One of the entrances to Paekakariki was just before the Commune Corner. The camp entrance had a sentry box and every vehicle that went into the camp was checked before it crossed the railway line. One day a truck was hit by a train and ended up a crumpled mess beside the track. It was awful. We children were attending the old school and stayed there until the accident was cleared away.
The sentry box remained for a while after the Marines had gone and an enterprising person made it into an ice-cream kiosk (selling Frosty Jack I think). It stayed there and continued to attract motorists who’d stop specially for ice creams. Convoys of covered trucks used to go out of the village across the railway line as well.
The Marines loved children and animals. My three year-old golden retriever Prince loved food and anyone who gave it to him. Sometimes he’d go walkabout to find his friends. We thought he had gone to visit a certain black lady Labrador who lived at a house on the corner. Two days later he still hadn’t t returned.
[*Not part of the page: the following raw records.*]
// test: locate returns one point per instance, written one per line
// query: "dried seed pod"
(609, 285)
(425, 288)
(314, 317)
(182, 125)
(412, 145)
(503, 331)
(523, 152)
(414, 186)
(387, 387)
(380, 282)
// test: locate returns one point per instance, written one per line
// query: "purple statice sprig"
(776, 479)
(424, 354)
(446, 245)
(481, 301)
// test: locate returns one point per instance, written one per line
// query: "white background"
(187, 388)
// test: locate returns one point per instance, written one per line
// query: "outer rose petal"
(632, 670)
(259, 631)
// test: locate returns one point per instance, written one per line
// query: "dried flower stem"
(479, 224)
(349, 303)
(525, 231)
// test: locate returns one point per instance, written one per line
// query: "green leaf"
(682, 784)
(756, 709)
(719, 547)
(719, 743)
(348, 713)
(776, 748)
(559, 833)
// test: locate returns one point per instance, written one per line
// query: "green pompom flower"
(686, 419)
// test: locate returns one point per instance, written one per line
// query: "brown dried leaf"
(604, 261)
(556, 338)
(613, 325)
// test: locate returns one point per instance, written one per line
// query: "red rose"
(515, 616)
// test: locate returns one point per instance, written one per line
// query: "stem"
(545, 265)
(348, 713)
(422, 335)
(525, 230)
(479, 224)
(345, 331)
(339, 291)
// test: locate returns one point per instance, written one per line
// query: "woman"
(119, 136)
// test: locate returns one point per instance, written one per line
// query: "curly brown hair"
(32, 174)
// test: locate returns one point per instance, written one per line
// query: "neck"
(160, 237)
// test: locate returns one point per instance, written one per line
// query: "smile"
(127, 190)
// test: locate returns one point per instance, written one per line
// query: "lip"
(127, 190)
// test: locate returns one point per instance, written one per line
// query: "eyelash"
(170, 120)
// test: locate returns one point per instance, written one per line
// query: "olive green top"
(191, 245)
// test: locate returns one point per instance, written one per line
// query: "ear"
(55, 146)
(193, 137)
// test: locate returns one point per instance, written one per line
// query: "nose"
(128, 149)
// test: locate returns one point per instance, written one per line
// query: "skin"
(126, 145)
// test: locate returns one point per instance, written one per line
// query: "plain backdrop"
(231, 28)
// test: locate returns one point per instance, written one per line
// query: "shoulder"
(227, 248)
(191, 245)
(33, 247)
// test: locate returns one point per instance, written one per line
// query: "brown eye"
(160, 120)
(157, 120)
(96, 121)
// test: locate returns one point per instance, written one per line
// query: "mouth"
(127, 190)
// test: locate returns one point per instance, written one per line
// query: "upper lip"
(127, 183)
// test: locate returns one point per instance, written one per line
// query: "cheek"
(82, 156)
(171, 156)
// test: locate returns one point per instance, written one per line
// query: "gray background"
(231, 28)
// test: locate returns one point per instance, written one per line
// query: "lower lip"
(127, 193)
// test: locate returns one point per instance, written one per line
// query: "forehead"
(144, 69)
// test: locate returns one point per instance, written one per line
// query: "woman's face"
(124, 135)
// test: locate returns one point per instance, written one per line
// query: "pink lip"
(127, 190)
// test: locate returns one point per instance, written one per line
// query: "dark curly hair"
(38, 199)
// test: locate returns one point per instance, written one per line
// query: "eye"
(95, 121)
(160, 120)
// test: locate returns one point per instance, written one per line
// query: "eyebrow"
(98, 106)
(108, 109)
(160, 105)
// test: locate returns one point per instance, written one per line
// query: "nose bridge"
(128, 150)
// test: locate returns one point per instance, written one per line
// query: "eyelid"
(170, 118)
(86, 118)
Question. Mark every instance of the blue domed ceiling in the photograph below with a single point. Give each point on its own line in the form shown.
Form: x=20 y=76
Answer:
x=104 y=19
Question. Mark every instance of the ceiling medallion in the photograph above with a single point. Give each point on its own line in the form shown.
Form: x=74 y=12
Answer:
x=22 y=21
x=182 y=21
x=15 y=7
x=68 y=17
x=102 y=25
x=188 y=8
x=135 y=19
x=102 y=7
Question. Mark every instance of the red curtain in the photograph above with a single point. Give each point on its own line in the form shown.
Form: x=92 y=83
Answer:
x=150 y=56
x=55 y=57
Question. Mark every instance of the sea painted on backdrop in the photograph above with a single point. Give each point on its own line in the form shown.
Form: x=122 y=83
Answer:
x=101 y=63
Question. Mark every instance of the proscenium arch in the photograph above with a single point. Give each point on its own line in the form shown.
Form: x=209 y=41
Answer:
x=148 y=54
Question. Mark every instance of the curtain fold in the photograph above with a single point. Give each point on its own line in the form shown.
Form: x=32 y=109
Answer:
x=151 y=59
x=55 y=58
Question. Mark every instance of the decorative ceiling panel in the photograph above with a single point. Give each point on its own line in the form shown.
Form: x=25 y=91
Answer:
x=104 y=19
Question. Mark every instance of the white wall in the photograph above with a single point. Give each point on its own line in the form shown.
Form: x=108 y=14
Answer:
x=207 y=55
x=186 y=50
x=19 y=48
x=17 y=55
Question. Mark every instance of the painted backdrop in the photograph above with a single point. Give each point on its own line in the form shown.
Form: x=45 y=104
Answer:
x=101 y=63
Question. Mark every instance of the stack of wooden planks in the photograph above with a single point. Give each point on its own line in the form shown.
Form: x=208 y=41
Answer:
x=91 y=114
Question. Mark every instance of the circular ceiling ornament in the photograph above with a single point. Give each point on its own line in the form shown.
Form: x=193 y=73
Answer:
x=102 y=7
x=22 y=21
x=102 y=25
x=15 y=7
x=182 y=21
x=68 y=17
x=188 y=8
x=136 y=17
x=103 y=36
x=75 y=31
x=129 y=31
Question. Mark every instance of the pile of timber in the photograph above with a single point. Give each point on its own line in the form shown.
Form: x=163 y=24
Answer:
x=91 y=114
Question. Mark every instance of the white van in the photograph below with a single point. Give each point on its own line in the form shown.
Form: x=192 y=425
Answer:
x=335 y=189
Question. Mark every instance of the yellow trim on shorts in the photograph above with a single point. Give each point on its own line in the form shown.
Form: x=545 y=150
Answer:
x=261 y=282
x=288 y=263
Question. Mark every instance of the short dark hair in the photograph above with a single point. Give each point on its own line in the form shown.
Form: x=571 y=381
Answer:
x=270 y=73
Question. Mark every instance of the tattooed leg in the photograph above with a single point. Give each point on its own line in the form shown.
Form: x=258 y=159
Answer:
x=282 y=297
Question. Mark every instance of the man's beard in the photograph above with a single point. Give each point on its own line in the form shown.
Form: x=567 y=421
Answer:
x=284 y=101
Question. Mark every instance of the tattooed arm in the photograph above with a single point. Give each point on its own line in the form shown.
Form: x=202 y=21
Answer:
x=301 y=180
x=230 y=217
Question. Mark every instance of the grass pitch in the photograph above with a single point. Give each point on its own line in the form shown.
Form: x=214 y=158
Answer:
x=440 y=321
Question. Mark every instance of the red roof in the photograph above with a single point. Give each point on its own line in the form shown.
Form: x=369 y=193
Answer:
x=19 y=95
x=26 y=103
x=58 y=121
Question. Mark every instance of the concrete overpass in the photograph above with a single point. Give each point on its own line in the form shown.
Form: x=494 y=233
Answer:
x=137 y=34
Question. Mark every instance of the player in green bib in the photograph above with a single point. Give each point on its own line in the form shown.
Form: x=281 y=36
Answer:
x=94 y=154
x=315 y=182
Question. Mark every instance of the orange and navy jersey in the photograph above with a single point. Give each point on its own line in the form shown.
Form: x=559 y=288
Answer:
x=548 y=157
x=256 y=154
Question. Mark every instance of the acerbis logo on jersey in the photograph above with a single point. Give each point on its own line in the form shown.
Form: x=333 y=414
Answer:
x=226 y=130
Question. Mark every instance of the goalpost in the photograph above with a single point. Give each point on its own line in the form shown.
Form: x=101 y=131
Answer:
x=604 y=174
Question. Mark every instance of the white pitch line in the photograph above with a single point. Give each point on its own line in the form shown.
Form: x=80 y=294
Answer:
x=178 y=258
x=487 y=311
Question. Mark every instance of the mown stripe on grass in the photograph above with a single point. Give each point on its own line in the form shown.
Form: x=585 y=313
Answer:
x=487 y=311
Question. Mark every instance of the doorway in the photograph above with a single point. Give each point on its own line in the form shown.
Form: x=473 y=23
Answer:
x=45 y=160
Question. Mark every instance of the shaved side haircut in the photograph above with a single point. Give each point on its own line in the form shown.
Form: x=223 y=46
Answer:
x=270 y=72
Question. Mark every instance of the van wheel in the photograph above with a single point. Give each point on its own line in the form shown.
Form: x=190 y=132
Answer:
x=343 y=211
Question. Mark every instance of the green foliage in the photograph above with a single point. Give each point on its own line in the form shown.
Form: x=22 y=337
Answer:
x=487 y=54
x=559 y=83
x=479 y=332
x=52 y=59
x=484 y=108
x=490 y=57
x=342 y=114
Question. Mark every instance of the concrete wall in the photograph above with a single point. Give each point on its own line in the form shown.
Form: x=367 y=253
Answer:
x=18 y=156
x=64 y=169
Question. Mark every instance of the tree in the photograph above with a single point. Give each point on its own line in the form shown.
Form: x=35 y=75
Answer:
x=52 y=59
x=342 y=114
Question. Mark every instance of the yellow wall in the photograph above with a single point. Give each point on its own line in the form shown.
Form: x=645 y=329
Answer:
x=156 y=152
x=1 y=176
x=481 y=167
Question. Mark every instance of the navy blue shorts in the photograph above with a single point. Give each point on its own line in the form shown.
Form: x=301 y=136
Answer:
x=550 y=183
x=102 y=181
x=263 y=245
My mother told me she was in the village shopping as a convoy of trucks rolled out. When they stopped at the crossing she watched in amazement seeing Prince sitting up in the front seat of one of the trucks. She rushed out to the truck and asked the driver for her dog. "No Ma'am" he replied, "he is coming with me. I found him."
Prince wasn’t happy about leaving his extra food source, but we got him back and his freedom was curtailed somewhat after that.